Pushing the Limits of Expressions

Robert today asked for a few operations on Expressions:

  • e.show()
  • e.take(n)
  • e.collect()

This was motivated by the lack of vds.sample_ids.

Tim proposes that e.show() work on any 1 or 0 indexed thing, and it prints like this:

In[0]: ds.s.show()
Out[0]:
+--------+
| e      |
+--------+
| String |
+--------+
| NA1232 |
| NA4499 |
|   ...  |
+--------+

e.take() is more or less implemented as:

if (isinstance(e.source, Table)):
    e.source.select(some_name = e).show()
else:
    assert(isinstance(e.source, MatrixTable))
    if (e.indices == e.source.row_indices):
        e.source.rows().select(some_name = e).show()
    elif (e.indices == e.source.col_indices):
        e.source.cols().select(some_name = e).show()
    else:
        boom

Thus the distinction between a (Matrix)Table and an expression continues to blur. However, I like this. (Pandas has something similar.)

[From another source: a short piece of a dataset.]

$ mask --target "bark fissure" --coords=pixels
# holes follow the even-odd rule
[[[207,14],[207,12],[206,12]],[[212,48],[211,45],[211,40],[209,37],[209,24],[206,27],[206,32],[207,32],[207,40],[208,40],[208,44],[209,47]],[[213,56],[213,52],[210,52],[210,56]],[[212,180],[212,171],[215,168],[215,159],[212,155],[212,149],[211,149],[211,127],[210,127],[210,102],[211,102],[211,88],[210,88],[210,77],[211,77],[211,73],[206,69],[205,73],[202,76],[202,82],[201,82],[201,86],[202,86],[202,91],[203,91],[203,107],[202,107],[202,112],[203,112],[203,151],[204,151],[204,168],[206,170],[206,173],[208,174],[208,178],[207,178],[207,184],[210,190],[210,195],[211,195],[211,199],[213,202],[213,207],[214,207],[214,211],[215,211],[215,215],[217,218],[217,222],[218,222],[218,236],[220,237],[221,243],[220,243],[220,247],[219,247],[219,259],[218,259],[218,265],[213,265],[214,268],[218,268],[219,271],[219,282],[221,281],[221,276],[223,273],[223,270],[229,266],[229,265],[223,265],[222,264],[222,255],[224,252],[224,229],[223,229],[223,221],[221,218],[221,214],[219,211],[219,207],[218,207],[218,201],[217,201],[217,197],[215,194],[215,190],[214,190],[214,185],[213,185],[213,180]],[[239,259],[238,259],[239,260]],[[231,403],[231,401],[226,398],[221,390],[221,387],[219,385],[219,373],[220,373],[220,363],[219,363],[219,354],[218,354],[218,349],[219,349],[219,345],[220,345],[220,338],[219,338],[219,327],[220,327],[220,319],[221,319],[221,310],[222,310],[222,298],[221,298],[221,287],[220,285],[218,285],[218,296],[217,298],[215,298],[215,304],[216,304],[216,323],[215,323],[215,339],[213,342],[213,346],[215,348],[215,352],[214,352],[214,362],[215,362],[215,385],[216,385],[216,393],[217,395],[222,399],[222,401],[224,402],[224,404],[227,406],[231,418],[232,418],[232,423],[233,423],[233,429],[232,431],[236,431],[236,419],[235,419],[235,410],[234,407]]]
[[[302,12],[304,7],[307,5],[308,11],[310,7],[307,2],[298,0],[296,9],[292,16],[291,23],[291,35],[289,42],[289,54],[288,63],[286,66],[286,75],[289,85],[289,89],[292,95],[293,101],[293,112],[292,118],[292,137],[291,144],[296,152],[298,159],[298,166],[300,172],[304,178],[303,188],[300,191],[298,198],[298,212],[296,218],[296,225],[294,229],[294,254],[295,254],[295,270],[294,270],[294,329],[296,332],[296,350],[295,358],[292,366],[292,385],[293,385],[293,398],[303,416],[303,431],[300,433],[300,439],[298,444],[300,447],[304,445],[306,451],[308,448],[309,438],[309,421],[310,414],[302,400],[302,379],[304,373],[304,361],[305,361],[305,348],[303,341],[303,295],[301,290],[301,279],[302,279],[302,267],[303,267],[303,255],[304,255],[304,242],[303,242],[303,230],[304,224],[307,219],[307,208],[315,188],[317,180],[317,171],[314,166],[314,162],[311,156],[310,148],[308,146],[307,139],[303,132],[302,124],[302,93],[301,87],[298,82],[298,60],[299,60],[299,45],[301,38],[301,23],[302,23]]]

I think global expressions can just be evaluated directly in the last case.

I’ll prototype show/take/collect on the train home today

We discussed that expressions should probably include their keys (at least if they’re not a subset of the key):

In[1]: ds.s.is_case.show()
Out[1]:
+--------+---------+
| s      | is_case |
+--------+---------+
| String | Boolean |
+--------+---------+
| NA1232 |    True |
| NA4499 |   False |
|   ...  |   ...   |
+--------+---------+